Филарет – Патриарх Московский 2 (СИ) - Шелест Михаил Васильевич - Страница 5
- Предыдущая
- 5/58
- Следующая
Царь снова помрачнел.
— А через два года ты отправишь его воевать Черкасы и Канев. А это, между прочим, его бывшая вотчина, которую он спокойно себе возвратит, вернувшись к Сигизмунду. Сигизмунд же его звал и обещал отдать и отдаст, если ты упустишь Вишневецкого. А он ведь много черкесов уведёт. Большое войско. Я бы оставил его помогать Адашеву. Ведь крымский хан не успокоится, чем ты его не умасливай до самой своей смерти, а умрёт он не скоро. И набеги не прекратятся, если им там не поставить заслоны. Такая война, как набеги, не заканчивается никогда.
— И что с ним делать? Он кушать не может, вот как не любит крымского хана.
— Да пусть он его долбит. Не друг хан тебе.
— Мои послы просят османов помочь мне в Польше.
Фёдор покрутил головой.
— Не помогут? — понял царь.
— Не помогут, государь. Больше скажу… Помогут Польше, когда она с Литвой унию подпишет.
— Почему? Обиду затаили?
— Хе! — Попаданец «хекнул». — Обиду! Вот они — точно «кушать не могут», когда думают про тебя. Ещё больше скажу… Никто кушать не может, когда про тебя и про земли твои думает.
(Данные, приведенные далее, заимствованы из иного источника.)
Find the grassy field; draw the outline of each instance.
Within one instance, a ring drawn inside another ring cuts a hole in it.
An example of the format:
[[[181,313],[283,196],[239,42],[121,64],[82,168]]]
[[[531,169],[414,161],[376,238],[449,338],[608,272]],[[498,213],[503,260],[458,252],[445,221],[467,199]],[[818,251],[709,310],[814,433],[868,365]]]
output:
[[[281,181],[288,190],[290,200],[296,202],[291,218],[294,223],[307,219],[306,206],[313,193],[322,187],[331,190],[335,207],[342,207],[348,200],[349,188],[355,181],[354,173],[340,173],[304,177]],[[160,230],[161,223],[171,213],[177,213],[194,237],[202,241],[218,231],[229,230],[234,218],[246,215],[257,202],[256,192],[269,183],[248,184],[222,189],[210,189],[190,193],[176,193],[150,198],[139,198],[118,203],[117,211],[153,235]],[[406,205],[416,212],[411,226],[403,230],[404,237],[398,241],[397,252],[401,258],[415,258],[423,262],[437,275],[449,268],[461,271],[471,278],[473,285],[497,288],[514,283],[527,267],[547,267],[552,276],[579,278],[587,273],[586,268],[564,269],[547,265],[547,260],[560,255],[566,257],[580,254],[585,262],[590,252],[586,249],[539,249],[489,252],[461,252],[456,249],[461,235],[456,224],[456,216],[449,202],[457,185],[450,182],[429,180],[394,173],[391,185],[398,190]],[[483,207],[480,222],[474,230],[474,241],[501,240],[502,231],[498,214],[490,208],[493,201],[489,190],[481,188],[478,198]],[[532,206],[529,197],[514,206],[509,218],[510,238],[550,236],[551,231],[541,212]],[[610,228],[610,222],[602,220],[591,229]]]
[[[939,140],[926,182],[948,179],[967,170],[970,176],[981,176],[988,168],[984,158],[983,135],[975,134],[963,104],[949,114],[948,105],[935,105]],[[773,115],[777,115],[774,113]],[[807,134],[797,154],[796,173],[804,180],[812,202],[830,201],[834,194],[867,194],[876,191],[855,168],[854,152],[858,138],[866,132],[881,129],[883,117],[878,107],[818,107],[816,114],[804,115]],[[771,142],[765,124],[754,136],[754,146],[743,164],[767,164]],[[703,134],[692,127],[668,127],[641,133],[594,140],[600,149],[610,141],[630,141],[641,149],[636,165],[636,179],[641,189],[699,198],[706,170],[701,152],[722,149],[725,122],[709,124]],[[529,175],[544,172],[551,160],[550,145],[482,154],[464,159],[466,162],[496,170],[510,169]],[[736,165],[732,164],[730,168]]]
Даже английская королева, а особенно её купцы. В смуту они земли аж до Ярославля захватят.
— Иди ты! — снова удивился царь.
— Вот так! — разведя ладони перед собой, констатировал Попаданец. — Даны, шведы, — все жаждут даже не отщипнуть, а отломить кусок побольше и по сочнее. Так, что, нет у тебя союзников, кроме твоих воинов и, как не странно слышать, бояр и князей. Так что может быть и зря ты губную реформу затеял. Ведь власти наместников, а значит и твоей, на местах не осталось.
А потому, не спеши рубить им головы.
— Ага… Порубишь им головы, — мрачно пробубнил государь. — Начни рубить одним, другие разбегутся.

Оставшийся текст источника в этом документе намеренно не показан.